Few researchers have asked people with dementia and carers about what they think would be good quality care at the end-of-life. Yet many people with dementia (and others) will likely find it hard to communicate what they want when the time comes.
This study saw value in collecting subjective views about an area of practice that it is generally agreed needs improvement. This article presents its findings.
The research team used Q-methodology, which is a four-stage approach combining qualitative and quantitative data collection and analysis.
Stage 1 involved searching the literature about dementia care and end-of-life/palliative care, including media outlets and dementia organisations’ websites. This stage also included analysis of interview transcripts undertaken with national experts in dementia. The process is described as concourse generation – with the aim of getting as wide a range of views or suggestions as possible. A total of 102 items emerged.
The second stage condensed these items into eight domains and developed a group of statements to cover them. These statements were tested with lay people (public and patient groups) using the ‘first person’ (e.g. ‘I should be cared for with compassion’) with people with mild dementia and the ‘third person’ for carers. What is called a Q-set was generated of 24 statements that seemed to cover outcomes and indicators of good quality care.
Stage 3 is termed administering the Q-sort, presenting participants with each statement and asking them to sort them into most, quite, and least important – and then to rank them in order of importance.
The last stage is data analysis – by computer – to establish what factors are deemed important and by whom; and to help think about possible implications of these preferences.

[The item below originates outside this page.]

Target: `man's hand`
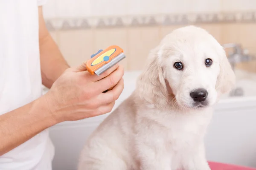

Fifty seven participants took part in this study – 14 people who had mild dementia, 21 family carers and 22 carers who had been bereaved (we are not told about the views of the dementia experts).
The key finding is that there were distinct views about what is important in end of life care for people with dementia.
Four sets of views emerged and some people felt differently about them:
- the nature of family involvement (largely desired but not total care obligations);
- managing the present (important for some; therefore not seeing planning as important);
- having pragmatic expectations (relatives wanting the best care but not necessarily feeling they need to be there all the time); and
- maintaining autonomy and individuality (with acknowledgment of the coming limitations).
Participants seemed to value compassion above all. Despite the variation in views compassion was valued in each of the different four domains reported above. This is an important finding for practitioners but also for services.
In contrast, there was not much agreement that important medical decisions should be left to healthcare staff; some people thought that this was not important but some disagreed with it considerably.
Most people thought that family members should have some say in decisions, not just healthcare staff, but some were content that the best care would likely be in a care home. Many statements were agreed by some people but not by others; these included planning ahead, who is responsible for taking decisions, and moving to a care home or not.
The researchers concluded that ‘one size does not fit all’ in end-of-life care for people with dementia. While this may be implicitly understood by practitioners, the research provides an evidence base that people with mild dementia think about things differently and so do carers. Guidelines which suggest practitioners follow rather uniform pathways or set approaches should make it clear that practitioners can use them flexibly or do individual tailoring. They are protocols, not commandments.
Strengths and limitations
The authors acknowledge that Q methodology is complex and some readers may think that it is over-elaborate. However, the researchers suggest that it is well suited to exploring sensitive topics, and can help with interpreting expressed preferences. They acknowledge that study participants may not be totally representative, especially since those people with dementia had mild symptoms which may influence priorities or values. It is also the case that by including so many carers and former carers then the importance of family may have been especially high – not everyone with dementia has a carer and contact with relatives may be modest.
A recent editorial by van der Steen and Goodman (2016) made a good case for identifying things that don’t need to be researched anymore in dementia and end-of-life care, as we have enough evidence already. This cannot be said about this subject from the views of people with dementia. It highlights that difficult conversations are not just confined to times of diagnosis but when talking about end of life. Conversations that are honest and open may help in making advance care plans according to Hill and her colleagues; although they report that some people don’t want to do much planning. Their research shows us that there are likely to be different views at the start of any conversations; while these are important in clinical encounters they are hugely relevant to social care.
Hill, SR., Mason, H., Poole, M., Vale, L., Robinson, L. and on behalf of the SEED team (2016) What is important at the end of life for people with dementia? The views of people with dementia and their carers. International Journal of Geriatric Psychiatry, First published: 12 August 2016, DOI: 10.1002/gps.45642016
van der Steen, J. and Goodman, C (2016) What research we no longer need in neurodegenerative disease at the end of life: The case of research in dementia, Palliative Medicine, 29(3) 189-192.